Dans le cadre de l’identification biométrique des futurs bénéficiaires de l’Agence Nationale d’Intégration Économique et Sociale (ANIES), une délégation guinéenne composée des membres de l’équipe technique de mise en place de la structure s’est rendue cette semaine en Inde pour étudier le dispositif de l’Aadhaar, la plus grande base de données biométriques au monde (1,23 milliard de personnes), pour la réalisation de laquelle l’Inde s’est appuyée sur l’opérateur retenu par l’ANIES pour son processus d’identification des bénéficiaires.

L’on se rappelle que les 2 et 3 juillet 2019, un atelier a réuni à Conakry de membres de l’équipe technique de mise en place de l’Agence Nationale d’Inclusion Économique et Sociale (ANIES), ainsi que des représentants de l’entreprise IDEMIA.
Cet atelier avait pour objectif de faire converger les points de vue techniques de l’ANIES et de l’entreprise IDEMIA qui a été retenue pour les besoins de la cause, suite à un appel d’offre lancé il y a quelques mois.
IDEMIA est une entreprise multinationale française, leader mondial du secteur de la biométrie. Elle est présente dans 180 pays, dont  le Bénin, le Mali, le Maroc, l’Egypte, l’Afrique du Sud.
« IDEMIA est l’entreprise qui a réalisé le dispositif de l’Aadhaar en Inde. C’est la plus grande base biométrique au monde (1,23 milliard de personnes). Dans ses exigences, l’ANIES recherchait un opérateur à la pointe de la technologie et avec une expertise avérée au plan international,  ce qui est le cas d’IDEMIA», a souligné Ansoumane Camara, Conseiller Spécial du Premier ministre.

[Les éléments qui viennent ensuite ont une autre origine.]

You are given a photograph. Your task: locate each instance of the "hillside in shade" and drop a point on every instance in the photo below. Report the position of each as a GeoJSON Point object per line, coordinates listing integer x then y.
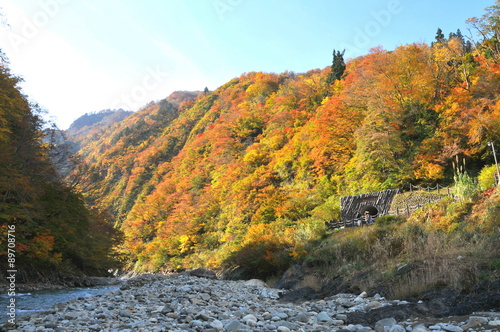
{"type": "Point", "coordinates": [257, 166]}
{"type": "Point", "coordinates": [247, 175]}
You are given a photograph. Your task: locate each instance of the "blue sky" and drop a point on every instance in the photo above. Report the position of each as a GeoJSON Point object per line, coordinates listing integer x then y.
{"type": "Point", "coordinates": [85, 56]}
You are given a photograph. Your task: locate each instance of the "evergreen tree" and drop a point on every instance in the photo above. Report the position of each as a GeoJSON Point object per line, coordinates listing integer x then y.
{"type": "Point", "coordinates": [439, 36]}
{"type": "Point", "coordinates": [338, 67]}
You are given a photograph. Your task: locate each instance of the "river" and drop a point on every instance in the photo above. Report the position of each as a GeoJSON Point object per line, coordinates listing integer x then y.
{"type": "Point", "coordinates": [36, 301]}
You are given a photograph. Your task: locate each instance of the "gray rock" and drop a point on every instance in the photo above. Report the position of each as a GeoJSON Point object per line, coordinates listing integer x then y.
{"type": "Point", "coordinates": [235, 326]}
{"type": "Point", "coordinates": [323, 317]}
{"type": "Point", "coordinates": [384, 325]}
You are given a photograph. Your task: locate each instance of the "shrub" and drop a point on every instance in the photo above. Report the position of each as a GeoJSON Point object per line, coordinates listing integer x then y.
{"type": "Point", "coordinates": [486, 178]}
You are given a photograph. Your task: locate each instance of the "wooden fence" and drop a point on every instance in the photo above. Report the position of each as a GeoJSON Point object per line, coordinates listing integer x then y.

Dans son discours de circonstance, la directrice générale de l’ANIES, Sanaba Kaba, a rappelé la vision de ce programme.  Inscrite parmi les grandes priorités gouvernementales, l’ANIES contribuera à un meilleur partage de la prospérité économique. L’objectif de l’ANIES est de redistribuer 2% du PIB de la Guinée (soit 126 millions de dollars américains à partir de cette année), notamment sous la forme de transferts monétaires.
Le processus  d’identification biométrique permettra de sécuriser les identités et les paiements en faveur des plus vulnérables. Une expérimentation sur un échantillon de 400 000 personnes débutera dès le mois de septembre 2019, avant une généralisation progressive à partir de mars 2020 aux 5 millions de guinéens.